L
loko
Guest
Depends which version of history you choose to believe.Israel Anton Zoller may be deemed to be a good Catholic but he was he was very bad Jew from every perspective. He changed his name to Zolli so it would sound more Italian. His views toward Zionism changed according to whatever he judged to be the dominant popular trend at the moment. He received advanced warning of the planned Nazi action against the Jewish community. Instead of warning the Jewish community and as Chief Rabbi standing with them and leading the community, he abandoned them and ran off to hide in the Vatican. He negligently did not destroy the registry of the Jewish community in his procession. As a result it fell into Nazi hands facilitating the roundup of Rome’s Jews to the gas chambers. With the liberation of Rome he emerged from hiding in the Vatican thinking he would resume his duties as Chief Rabbi as if nothing had happened. Rebuffed by the surviving Jews in the community, who refused to let him resume his duties as Chief Rabbi, he responded by converting to Catholicism (an act which in Judaism cuts him off forever from God and the Jewish people).
After the arrival of the Nazis in Rome, he gave himself heart and soul to hiding Jews in order to save their lives, thanks to the collaboration offered to him by Vatican institutions and, in particular, by Pius XII.
Ugo Foa, president of the Jewish community in Rome during that time, did not share the Rabbi’s fears and considered Zolli’s warnings about the Nazis to be alarmist.
As Chief Rabbi of Rome, this man offered himself as a hostage to the Nazi forces then occupying the city if they would release several hundred of his fellow Jews. Was that the conduct of a coward? Wasn’t it the action of a practical-minded, self-sacrificing pastor?

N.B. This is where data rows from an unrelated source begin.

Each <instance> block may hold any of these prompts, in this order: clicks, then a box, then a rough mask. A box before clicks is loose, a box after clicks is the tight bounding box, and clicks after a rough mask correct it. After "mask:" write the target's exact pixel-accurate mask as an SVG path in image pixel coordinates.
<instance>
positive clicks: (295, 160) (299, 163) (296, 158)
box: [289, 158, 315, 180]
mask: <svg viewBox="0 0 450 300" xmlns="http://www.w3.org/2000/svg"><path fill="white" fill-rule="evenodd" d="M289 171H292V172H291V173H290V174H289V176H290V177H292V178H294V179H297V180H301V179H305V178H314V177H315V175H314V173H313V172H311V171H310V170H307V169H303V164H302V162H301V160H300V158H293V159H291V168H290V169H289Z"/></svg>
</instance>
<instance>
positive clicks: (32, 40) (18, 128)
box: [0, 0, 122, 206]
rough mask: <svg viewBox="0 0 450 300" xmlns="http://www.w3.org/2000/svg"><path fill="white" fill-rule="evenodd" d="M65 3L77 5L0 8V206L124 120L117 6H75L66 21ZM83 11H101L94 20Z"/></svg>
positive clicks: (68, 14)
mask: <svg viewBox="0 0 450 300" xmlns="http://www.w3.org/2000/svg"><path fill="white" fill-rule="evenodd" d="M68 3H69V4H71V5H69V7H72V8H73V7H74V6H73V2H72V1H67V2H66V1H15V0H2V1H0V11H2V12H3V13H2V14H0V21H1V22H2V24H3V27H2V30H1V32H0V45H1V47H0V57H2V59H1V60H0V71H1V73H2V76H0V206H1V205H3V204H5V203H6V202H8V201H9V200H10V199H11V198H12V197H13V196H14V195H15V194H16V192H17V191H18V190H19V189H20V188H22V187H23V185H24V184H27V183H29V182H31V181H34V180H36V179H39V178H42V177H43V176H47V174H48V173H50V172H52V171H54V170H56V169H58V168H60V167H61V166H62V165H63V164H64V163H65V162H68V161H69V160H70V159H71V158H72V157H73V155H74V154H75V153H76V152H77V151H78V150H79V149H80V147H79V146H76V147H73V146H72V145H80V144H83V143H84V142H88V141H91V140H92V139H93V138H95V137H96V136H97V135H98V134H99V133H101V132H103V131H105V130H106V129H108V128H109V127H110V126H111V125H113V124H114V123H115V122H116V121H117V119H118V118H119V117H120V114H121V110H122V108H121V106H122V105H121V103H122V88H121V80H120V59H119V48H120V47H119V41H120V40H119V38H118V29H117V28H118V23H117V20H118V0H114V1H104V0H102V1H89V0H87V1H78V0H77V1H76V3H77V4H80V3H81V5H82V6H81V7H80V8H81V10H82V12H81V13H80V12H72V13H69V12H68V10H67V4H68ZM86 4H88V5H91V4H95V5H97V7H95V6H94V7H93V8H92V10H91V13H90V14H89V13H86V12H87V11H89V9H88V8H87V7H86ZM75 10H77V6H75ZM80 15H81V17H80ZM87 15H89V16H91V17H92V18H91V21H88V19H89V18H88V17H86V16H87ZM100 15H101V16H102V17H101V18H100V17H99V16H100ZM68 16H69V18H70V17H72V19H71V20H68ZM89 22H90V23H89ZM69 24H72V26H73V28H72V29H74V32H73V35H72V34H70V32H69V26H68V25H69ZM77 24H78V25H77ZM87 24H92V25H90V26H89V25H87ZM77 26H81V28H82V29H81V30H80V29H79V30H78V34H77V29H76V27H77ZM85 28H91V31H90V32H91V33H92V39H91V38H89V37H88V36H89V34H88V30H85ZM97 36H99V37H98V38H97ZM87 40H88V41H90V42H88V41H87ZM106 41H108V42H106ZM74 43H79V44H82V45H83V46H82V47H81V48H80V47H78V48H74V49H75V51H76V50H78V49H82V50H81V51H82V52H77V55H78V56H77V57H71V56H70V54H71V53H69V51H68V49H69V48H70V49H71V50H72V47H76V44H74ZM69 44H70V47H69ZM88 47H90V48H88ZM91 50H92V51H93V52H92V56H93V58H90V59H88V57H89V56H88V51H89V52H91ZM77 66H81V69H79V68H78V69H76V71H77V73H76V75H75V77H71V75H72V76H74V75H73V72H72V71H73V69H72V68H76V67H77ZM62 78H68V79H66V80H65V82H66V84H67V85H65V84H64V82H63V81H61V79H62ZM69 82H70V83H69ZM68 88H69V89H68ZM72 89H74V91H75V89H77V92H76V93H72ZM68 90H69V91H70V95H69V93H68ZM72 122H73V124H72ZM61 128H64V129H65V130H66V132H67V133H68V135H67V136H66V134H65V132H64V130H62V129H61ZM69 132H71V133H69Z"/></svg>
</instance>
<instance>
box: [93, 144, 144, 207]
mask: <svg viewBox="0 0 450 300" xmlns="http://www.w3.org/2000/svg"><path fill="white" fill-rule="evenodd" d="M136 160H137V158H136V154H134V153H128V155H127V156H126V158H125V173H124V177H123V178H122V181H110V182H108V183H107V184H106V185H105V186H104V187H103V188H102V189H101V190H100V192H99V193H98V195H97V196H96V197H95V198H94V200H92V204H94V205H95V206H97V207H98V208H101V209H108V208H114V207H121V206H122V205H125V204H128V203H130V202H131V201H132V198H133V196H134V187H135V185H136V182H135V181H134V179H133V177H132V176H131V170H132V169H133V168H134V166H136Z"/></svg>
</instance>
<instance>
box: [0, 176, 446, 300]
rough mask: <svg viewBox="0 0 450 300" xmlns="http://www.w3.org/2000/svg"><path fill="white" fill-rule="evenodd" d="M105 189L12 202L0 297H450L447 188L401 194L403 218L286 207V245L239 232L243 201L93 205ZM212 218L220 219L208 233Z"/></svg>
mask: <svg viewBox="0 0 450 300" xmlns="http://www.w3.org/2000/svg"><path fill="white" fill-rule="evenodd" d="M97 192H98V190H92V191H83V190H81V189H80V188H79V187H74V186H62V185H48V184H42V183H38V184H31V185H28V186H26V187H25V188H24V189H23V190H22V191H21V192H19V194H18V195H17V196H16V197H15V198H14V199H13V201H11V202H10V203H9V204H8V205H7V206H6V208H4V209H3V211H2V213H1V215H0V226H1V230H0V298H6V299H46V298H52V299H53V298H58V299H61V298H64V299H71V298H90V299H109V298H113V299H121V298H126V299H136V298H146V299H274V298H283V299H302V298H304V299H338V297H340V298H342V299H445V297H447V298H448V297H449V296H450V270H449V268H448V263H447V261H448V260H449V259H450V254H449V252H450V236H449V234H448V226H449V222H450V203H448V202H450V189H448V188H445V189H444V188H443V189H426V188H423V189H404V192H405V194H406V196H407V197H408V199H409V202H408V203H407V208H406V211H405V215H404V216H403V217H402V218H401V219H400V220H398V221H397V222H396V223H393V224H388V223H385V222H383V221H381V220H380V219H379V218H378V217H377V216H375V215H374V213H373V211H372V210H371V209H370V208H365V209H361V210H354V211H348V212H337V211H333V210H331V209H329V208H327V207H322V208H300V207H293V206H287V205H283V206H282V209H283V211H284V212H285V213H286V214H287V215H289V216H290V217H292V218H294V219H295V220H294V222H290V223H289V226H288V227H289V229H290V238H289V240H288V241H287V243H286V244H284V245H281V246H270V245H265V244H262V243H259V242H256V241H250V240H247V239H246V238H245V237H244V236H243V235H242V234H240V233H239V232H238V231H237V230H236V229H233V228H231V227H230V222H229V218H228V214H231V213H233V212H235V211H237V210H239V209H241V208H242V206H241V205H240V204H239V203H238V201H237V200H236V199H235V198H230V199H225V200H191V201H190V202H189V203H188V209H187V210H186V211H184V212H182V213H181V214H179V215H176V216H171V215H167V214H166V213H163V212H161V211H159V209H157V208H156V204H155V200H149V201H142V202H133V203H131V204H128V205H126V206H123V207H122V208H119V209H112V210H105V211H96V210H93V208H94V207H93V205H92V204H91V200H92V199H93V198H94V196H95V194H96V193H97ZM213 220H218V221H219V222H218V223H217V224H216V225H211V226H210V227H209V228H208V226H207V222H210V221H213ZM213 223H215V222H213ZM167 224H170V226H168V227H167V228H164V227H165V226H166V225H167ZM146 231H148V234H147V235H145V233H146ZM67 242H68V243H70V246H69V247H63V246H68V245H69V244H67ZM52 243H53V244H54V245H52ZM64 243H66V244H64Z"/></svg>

His conversion came after 13years of serious study, prior to and including the war years. He did not convert until after the end of the war. Rabbis of the Orthodox Jewish faith do not convert to Christianity light-heartedly.
As was to be expected, the announcement caused a great stir in Jewish religious circles. Overnight, the once venerated, learned Rabbi who had offered his life for “sheep,” became to some an ignoramus, and to all a heretic and traitor. The Synagogue of Rome proclaimed a several days’ fast in atonement for Zolli’s defection, and mourned him as dead, while at the same time they denounced him as a meschumad (apostate, one struck by God) and excommunicated him.
I would argue that his first name ‘Israel’ tells us all we need to know about his origins.
All the difference between the religious beliefs of devout Jews and Catholics hinges on one question: “Is this Jesus whom the whole world worships as God really the Messiah whose coming was foretold by the Jewish prophets of the Old Law?”
Any Catholic who stubbornly denies Jesus is the Son of God will be excommunicated from the Church and in danger of eternal punishment in hell, unless he retracts. Conversely, a Jew who professes Jesus is the Messiah, will be cast out of the Synagogue as Zolli was. Orthodox Jews of today believe their own ancient doctrines as completely and firmly as Catholics hold to the teachings of the Church.
Zolli’s daughter, who did not convert, asserted in defense of her father, “I don’t feel that my father’s conversion was a betrayal of the Jews. The fact that he could spend 40 years teaching Judaism proves the profound connection between the two religions.” Zolli himself said sadly, “I continue to maintain unchanged all my love for the people of Israel; and in my sorrow for the lot that has befallen them, I shall never stop loving the Jews. I did not abandon the Jews by becoming a Catholic.”